TL;DR
Hugging Face reports successful alignment of vLLM V1 with V0 in terms of backend behavior, fixing key issues in logprobs, runtime defaults, and weight updates. This ensures accurate RL training metrics before further objective changes.
Hugging Face has confirmed that vLLM V1 now matches the behavior of vLLM V0 in reinforcement learning workflows after addressing four critical backend issues, prior to implementing any changes to the RL objective.
The company identified and fixed four primary issues: the processing of rollout logprobs, runtime default settings, inflight weight update handling, and the use of an fp32 lm_head for the final projection. These fixes eliminated discrepancies in key metrics such as clip rate, KL divergence, entropy, and reward, which initially diverged during V1 testing.
Initially, vLLM V1 returned raw model output logprobs, which did not match the processed distribution expected by the trainer, leading to training metric deviations. By setting logprobs-mode=processed_logprobs, the team aligned the logprobs output with expectations. Additionally, they standardized runtime defaults, such as disabling prefix caching and async scheduling, which previously caused inconsistencies. Weight update synchronization was also refined to mirror V0 behavior, avoiding cache reuse issues during online RL updates.
Why It Matters
This development is significant because it ensures the integrity of reinforcement learning training processes that depend on accurate logprobs and consistent inference behavior. Correct backend behavior is critical to reliable policy updates, and these fixes prevent training instability caused by mismatched metrics. The focus on correctness prior to objective modifications lays a stable foundation for future model improvements.
AI model training logprobs processing tools
As an affiliate, we earn on qualifying purchases.
As an affiliate, we earn on qualifying purchases.
Background
The move from vLLM V0 to V1 was a major rewrite aimed at improving inference performance and flexibility. However, early tests revealed discrepancies in training metrics, particularly in logprobs and reward signals, which are sensitive to backend behavior. The initial V1 attempt showed divergence in key metrics such as clip rate and entropy, prompting a targeted investigation into potential causes, including semantic, inference-path, and objective mismatches. The team prioritized fixing the first two before addressing the objective, resulting in a stable baseline for subsequent modifications.
“We have aligned vLLM V1’s backend behavior with V0 by fixing logprobs processing, runtime defaults, and weight update handling, ensuring accurate RL training metrics before any objective changes.”
— Hugging Face team
“Correctness in the inference engine is essential for reliable reinforcement learning, and these fixes establish a solid foundation for future improvements.”
— Hugging Face developer

Optimization-Driven Deep Reinforcement Learning for Wireless Networks
As an affiliate, we earn on qualifying purchases.
As an affiliate, we earn on qualifying purchases.
What Remains Unclear
It is still unclear how these backend fixes will influence subsequent modifications to the RL objective or whether similar issues could arise with future updates. The long-term impact on training stability remains to be observed as further objective-level changes are implemented.

Super Duper Publications | Inferencing Quick Take Along® | Educational Learning Resources for Children
As an affiliate, we earn on qualifying purchases.
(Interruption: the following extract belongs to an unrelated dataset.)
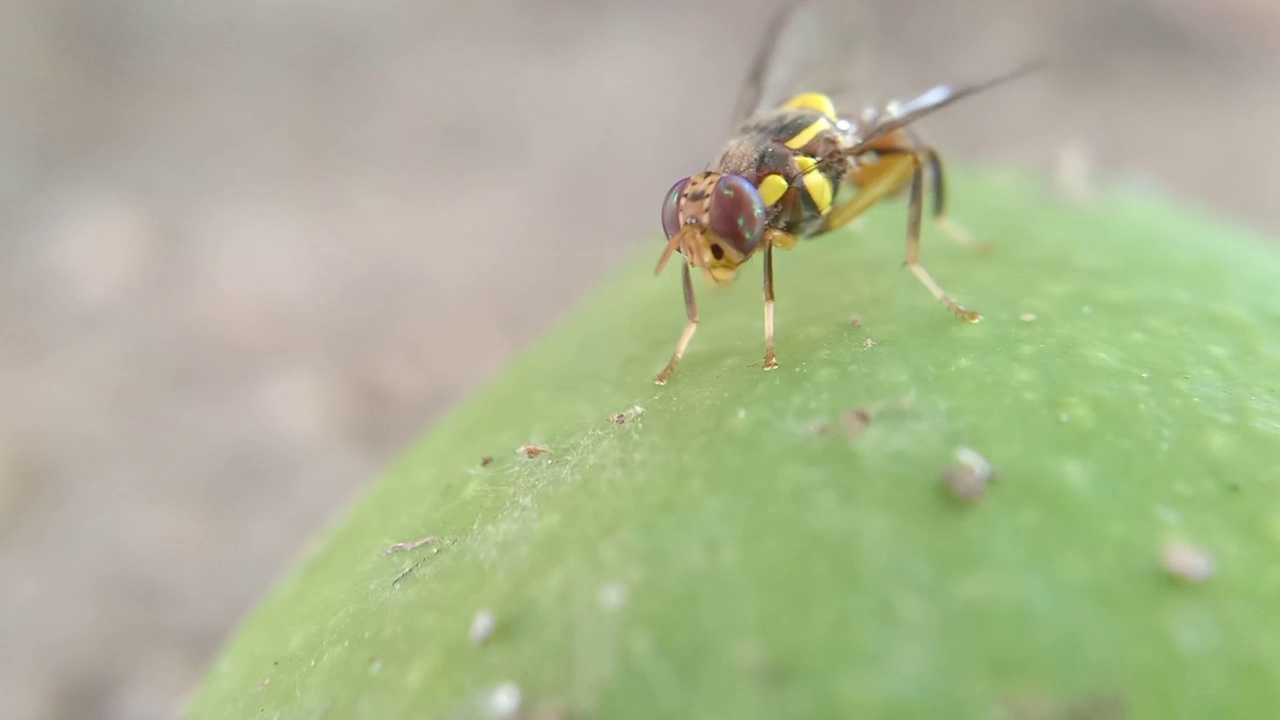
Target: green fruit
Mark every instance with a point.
(734, 551)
As an affiliate, we earn on qualifying purchases.
What’s Next
Next steps involve evaluating the impact of these backend fixes on actual RL training objectives, testing the stability of policy updates, and proceeding with planned modifications to the RL loss functions. Monitoring for any residual discrepancies or new issues will be critical as development continues.
AI model weight update synchronization software
As an affiliate, we earn on qualifying purchases.
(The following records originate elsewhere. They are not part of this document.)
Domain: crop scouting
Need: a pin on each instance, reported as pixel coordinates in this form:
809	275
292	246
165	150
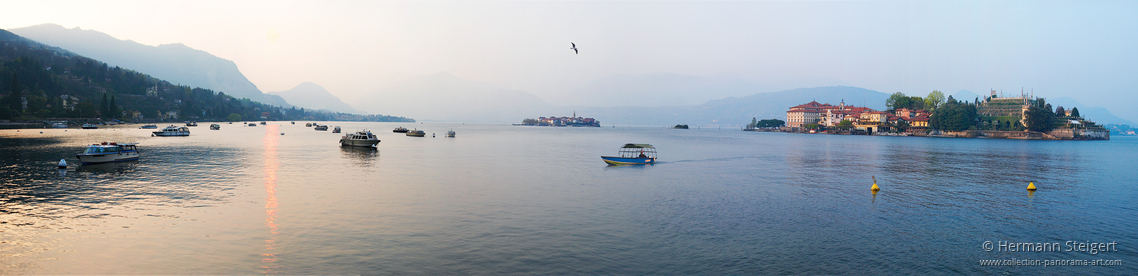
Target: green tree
14	102
846	125
104	107
897	101
934	100
85	109
1039	117
916	103
770	123
953	117
115	113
As an affiliate, we earn on qualifying purchases.
Key Questions
What specific issues were fixed in vLLM V1?
The team fixed four issues: logprobs processing mode, runtime default settings (prefix caching and async scheduling), inflight weight update handling, and the use of an fp32 lm_head for the final projection.
Why was it important to fix backend behavior before changing the RL objective?
Ensuring backend correctness is essential because discrepancies in logprobs and inference behavior can lead to unstable training metrics, which directly affect policy updates and model performance.
Will these fixes affect future model training or only the current setup?
The fixes establish a stable baseline for current training and are expected to improve the reliability of future RL training, though ongoing testing will determine if further adjustments are needed.
Are there still unresolved issues after these fixes?
While the core backend issues are addressed, it remains to be seen how these changes impact the broader training pipeline, and whether additional issues may emerge with further modifications to the RL objectives.